(Editor’s note: Current commentary in italics, otherwise copy is reprinted just as it was in the August 8, 1895 edition of the RANGELEY  LAKES newspaper).

I hate my TV. I turn it on to get the weather and the unrelenting PAC funded political ads fill my living room with insults and lies about the opposing candidate and then a new ad runs with a candidate sharing how much the other side is lying about them.  It is no surprise that there has always been, liars, but according to this Rangeley Lake steamboat captain, the worst offender is the Trout fisherman…

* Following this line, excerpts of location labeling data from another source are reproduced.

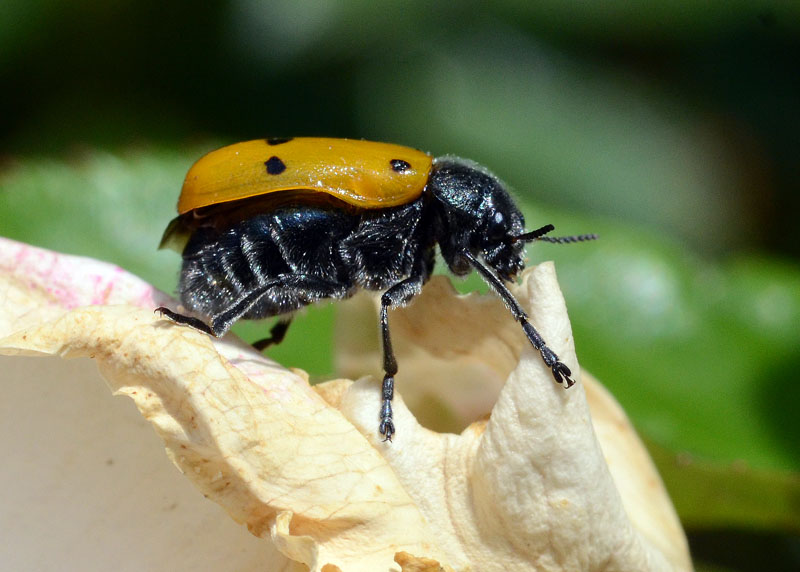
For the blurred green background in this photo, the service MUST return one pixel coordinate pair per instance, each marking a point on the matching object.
(670, 128)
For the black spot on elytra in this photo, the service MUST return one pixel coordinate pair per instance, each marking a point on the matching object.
(274, 166)
(400, 166)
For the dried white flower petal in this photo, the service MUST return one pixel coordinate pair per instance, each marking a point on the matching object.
(528, 489)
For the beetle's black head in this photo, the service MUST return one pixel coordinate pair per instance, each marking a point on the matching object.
(475, 213)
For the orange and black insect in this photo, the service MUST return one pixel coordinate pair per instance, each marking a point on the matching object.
(269, 226)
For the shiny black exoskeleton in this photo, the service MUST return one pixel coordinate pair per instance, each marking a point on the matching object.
(282, 256)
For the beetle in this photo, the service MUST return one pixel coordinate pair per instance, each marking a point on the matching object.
(269, 226)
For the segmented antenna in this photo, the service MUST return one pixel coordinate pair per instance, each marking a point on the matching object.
(539, 234)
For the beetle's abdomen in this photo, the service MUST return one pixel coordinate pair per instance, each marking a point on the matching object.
(221, 265)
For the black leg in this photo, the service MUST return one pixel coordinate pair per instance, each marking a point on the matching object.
(561, 372)
(397, 295)
(276, 335)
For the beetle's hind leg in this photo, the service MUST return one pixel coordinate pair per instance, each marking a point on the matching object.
(276, 335)
(398, 295)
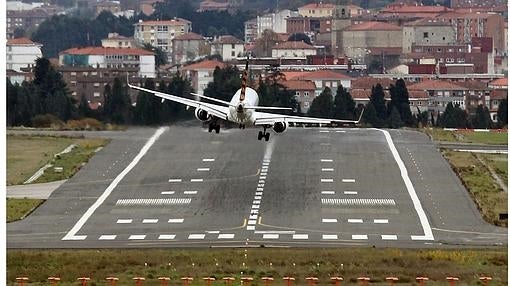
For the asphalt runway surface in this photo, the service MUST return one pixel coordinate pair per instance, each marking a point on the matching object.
(181, 186)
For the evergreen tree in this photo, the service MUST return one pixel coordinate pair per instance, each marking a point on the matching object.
(322, 105)
(394, 119)
(344, 105)
(378, 102)
(503, 113)
(482, 118)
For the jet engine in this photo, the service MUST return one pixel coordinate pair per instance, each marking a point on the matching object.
(279, 127)
(202, 115)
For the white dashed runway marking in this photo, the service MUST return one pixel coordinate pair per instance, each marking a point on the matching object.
(153, 202)
(359, 202)
(124, 221)
(300, 236)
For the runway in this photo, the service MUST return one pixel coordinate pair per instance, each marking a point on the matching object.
(180, 186)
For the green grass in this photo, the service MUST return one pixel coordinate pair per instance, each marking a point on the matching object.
(488, 196)
(72, 161)
(26, 155)
(439, 134)
(19, 208)
(350, 263)
(499, 163)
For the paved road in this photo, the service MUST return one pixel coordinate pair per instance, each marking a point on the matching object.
(308, 187)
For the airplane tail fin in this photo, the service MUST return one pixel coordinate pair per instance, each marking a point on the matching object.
(244, 79)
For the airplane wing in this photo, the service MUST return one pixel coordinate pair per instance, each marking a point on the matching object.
(211, 108)
(263, 118)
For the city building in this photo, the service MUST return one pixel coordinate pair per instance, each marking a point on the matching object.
(250, 31)
(228, 47)
(428, 32)
(316, 10)
(189, 47)
(478, 25)
(293, 49)
(371, 39)
(22, 54)
(110, 6)
(276, 22)
(100, 57)
(304, 91)
(161, 33)
(115, 40)
(201, 73)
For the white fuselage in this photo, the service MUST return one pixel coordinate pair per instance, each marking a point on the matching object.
(237, 112)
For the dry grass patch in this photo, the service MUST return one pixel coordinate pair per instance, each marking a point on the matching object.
(349, 263)
(486, 193)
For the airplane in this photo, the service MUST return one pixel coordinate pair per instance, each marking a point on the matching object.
(243, 109)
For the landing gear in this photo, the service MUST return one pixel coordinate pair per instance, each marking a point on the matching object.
(264, 134)
(214, 126)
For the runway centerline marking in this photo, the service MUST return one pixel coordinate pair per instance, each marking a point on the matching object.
(428, 235)
(71, 235)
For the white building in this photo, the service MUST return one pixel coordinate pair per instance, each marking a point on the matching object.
(111, 58)
(274, 21)
(293, 49)
(22, 53)
(229, 47)
(201, 73)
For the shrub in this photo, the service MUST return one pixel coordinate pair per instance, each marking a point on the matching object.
(46, 121)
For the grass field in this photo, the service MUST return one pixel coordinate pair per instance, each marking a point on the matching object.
(490, 199)
(468, 137)
(18, 208)
(27, 154)
(349, 263)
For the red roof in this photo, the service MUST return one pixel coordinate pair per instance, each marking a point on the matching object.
(293, 45)
(205, 65)
(298, 84)
(318, 5)
(189, 36)
(324, 75)
(435, 85)
(107, 51)
(373, 26)
(176, 21)
(22, 41)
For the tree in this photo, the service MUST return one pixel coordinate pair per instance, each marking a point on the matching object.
(394, 119)
(299, 37)
(502, 114)
(344, 105)
(482, 118)
(322, 105)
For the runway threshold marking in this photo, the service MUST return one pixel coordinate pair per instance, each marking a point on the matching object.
(428, 235)
(71, 235)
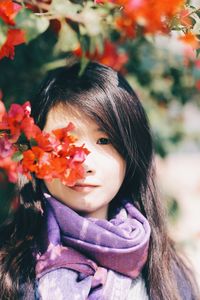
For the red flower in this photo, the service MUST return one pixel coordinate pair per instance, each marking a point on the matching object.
(110, 57)
(14, 37)
(10, 167)
(2, 110)
(8, 11)
(6, 147)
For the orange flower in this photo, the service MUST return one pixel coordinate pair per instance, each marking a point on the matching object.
(10, 168)
(14, 37)
(8, 11)
(190, 39)
(110, 57)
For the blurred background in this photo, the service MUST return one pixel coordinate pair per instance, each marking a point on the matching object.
(164, 71)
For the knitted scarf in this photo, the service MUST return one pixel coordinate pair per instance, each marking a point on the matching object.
(88, 258)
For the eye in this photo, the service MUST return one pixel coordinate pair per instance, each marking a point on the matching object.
(103, 141)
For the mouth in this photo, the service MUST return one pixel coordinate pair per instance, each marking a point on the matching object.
(83, 187)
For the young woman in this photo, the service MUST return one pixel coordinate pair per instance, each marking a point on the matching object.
(105, 237)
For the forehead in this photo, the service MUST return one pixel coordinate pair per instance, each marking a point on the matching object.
(60, 115)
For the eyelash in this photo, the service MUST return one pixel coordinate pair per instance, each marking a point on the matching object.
(106, 141)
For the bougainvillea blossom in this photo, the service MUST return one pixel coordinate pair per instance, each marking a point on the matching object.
(14, 37)
(8, 11)
(111, 56)
(45, 155)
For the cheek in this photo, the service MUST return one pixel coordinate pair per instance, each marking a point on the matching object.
(115, 168)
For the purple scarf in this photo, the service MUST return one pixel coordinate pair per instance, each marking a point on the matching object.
(100, 257)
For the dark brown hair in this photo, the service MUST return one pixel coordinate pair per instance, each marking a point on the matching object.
(106, 97)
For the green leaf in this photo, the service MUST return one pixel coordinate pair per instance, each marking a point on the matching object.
(32, 24)
(17, 156)
(67, 39)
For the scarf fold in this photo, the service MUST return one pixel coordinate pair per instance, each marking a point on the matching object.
(103, 256)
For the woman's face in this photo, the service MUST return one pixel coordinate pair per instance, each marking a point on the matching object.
(105, 168)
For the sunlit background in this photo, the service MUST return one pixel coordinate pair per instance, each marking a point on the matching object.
(164, 72)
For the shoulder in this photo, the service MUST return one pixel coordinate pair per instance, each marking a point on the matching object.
(138, 290)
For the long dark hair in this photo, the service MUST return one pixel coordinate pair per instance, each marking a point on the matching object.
(106, 97)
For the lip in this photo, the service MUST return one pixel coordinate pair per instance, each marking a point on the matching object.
(83, 187)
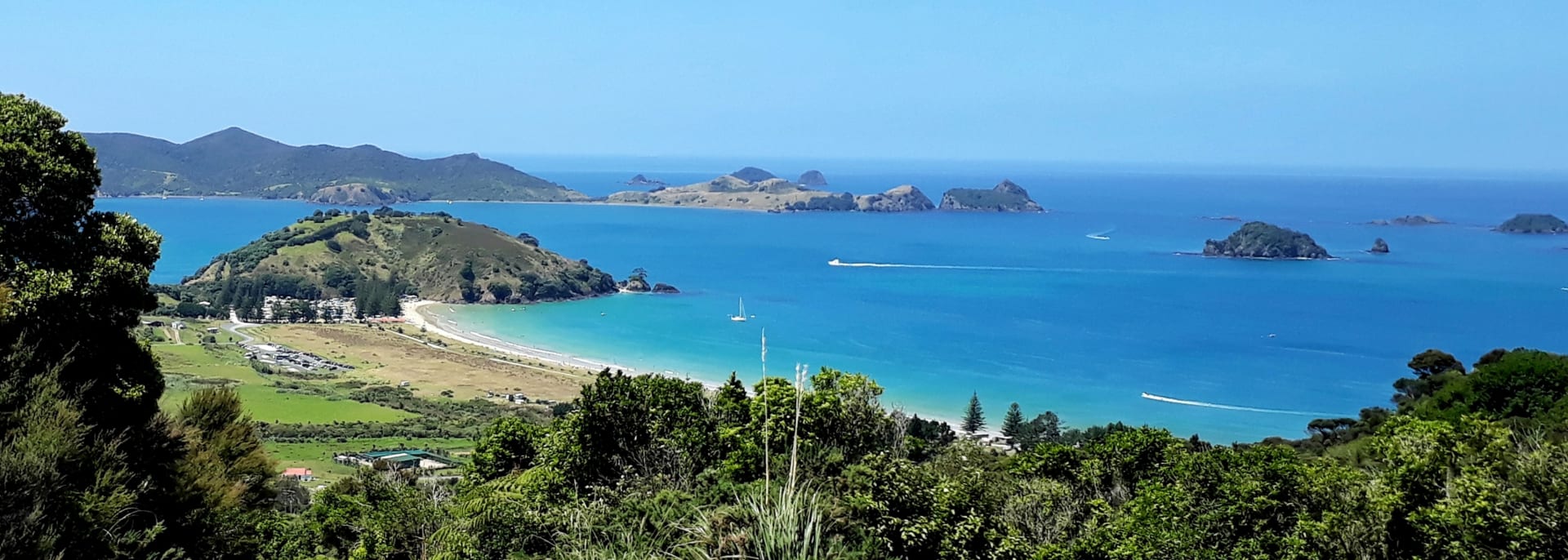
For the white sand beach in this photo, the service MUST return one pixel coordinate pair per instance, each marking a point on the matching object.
(414, 316)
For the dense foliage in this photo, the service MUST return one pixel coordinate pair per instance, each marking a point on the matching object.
(653, 468)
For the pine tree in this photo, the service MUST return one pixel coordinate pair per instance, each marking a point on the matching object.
(974, 418)
(1013, 422)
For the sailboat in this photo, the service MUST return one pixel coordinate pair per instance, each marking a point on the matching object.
(742, 316)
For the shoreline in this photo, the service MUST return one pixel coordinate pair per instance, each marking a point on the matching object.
(414, 314)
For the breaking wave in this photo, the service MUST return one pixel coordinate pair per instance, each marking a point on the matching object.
(1235, 408)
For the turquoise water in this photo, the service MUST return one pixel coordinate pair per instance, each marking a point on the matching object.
(1048, 318)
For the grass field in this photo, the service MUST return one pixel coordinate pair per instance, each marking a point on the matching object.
(318, 456)
(391, 357)
(261, 399)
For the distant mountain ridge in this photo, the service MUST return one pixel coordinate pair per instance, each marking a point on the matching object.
(753, 189)
(235, 162)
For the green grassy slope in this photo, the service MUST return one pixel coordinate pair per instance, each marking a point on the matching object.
(431, 253)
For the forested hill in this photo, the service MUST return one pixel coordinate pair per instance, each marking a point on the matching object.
(235, 162)
(394, 253)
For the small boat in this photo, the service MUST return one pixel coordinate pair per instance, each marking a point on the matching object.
(742, 316)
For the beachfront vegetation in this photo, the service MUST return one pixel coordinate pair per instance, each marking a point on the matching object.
(235, 162)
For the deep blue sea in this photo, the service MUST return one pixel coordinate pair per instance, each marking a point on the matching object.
(1027, 308)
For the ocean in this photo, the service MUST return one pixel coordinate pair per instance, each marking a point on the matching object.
(1027, 308)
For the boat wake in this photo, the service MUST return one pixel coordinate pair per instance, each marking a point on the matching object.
(1233, 408)
(836, 262)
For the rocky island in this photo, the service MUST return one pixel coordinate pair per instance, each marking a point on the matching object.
(1534, 223)
(1261, 240)
(902, 198)
(390, 253)
(1005, 197)
(1410, 220)
(748, 189)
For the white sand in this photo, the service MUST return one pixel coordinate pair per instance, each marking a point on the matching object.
(446, 328)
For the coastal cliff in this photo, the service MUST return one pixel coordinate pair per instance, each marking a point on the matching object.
(1410, 220)
(431, 255)
(1005, 197)
(1534, 223)
(902, 198)
(1261, 240)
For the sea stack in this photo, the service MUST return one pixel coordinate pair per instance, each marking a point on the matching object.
(1261, 240)
(753, 175)
(1005, 197)
(902, 198)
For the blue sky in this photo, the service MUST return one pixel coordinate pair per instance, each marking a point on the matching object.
(1247, 83)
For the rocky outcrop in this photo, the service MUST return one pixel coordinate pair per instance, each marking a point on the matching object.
(1261, 240)
(1534, 223)
(634, 284)
(664, 287)
(352, 195)
(902, 198)
(1410, 220)
(1005, 197)
(642, 180)
(753, 175)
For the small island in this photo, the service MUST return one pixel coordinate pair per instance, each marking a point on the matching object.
(1534, 223)
(1263, 240)
(1410, 220)
(1005, 197)
(637, 282)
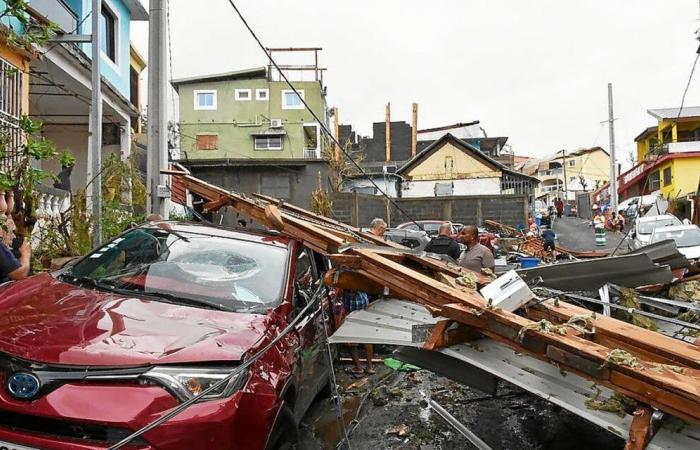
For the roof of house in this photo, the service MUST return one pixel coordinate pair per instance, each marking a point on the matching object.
(675, 113)
(257, 72)
(136, 10)
(646, 133)
(464, 146)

“The trout liar,” said Captain Herbert, “is the gem of all fishers. He is the saddle rock liar; a moose among antelopes; Hyperion to satyr; he is the long-tailed comet among quiet twinklers. The trout liar must be born with a peculiar fitness for the task, and then he must be educated to it and devote himself to trout lies as a life work. There are several kinds of trout liars. The liar of weight who never catches more than half a dozen trout a day, but they each weigh anywhere from five to ten pounds. Then there is the liar of numbers, who always catches many dozen in one hour and twenty-eight minutes. And there is the liar of places, who knows hidden pools, dark and still, in the rocks, that are just boiling over with trout; and he takes you under many oaths of secrecy, and by stealthy, circuitous routes, to these places, and you fish in them for eight mortal hours without a nibble. But you can never corner a trout liar. Arithmetic, fact, science, probabilities, precedent, general principles, and the eternal fitness of things may combine in overwhelming array to prove him the awfulest liar in America! It doesn’t disturb him. He lies on calmly, confidently, enthusiastically, always locating the scene of his lies so far away that he is pretty certain you will never go there.”

A Trout Fisherman who did not have to lie

This little excerpt caught my eye. It tells of a waterfall I have not seen before. I assume that it is out on the U.S. Navy’s training area in Redington where the railroad came through the mountains from Phillips. Sluice hill is mentioned often in the old papers as being a very steep grade on the line…

Lorelei Cascade

This beautiful little cascade situated on top of Sluice hill on the Phillips & Range- ley road is to be fixed up in fine style. This week Charles Allen, Mell Cushman and Eld. Roberts put in a little work clearing out the old logs and brush at the top. Supt. Davis is to have it all cleared away and stairs built, and the passengers given a chance to go down and see it.

Sluice Hill is mentioned again in this portion of the paper. At the time, there was mostly cleared pasture around Rangeley and cows outnumbered people at least 30 to 1…

Railroad Notes

Chasing cattle with a train of twelve loaded cars, and a coach, coming down Sluice Hill grade, on the P. & R., is very exciting, but the thought of the result, should the engine catch one of them, adds a feeling not akin to pleasure. Last week the afternoon train had that experience. When coming round a curve at good speed the engineer discovered several cattle a short distance ahead. The whistle for down brakes, meant more to the brakeman than it would on any other portion of the road, and it is doubtful if Bob McMullen, Chas. Allen and Conductor Smith ever set brakes quicker and ran from car to car faster, than they did at that time. The train was stopped but the whistle had to be repeated before the cattle took to the woods. A railroad man’s life is not all pleasure.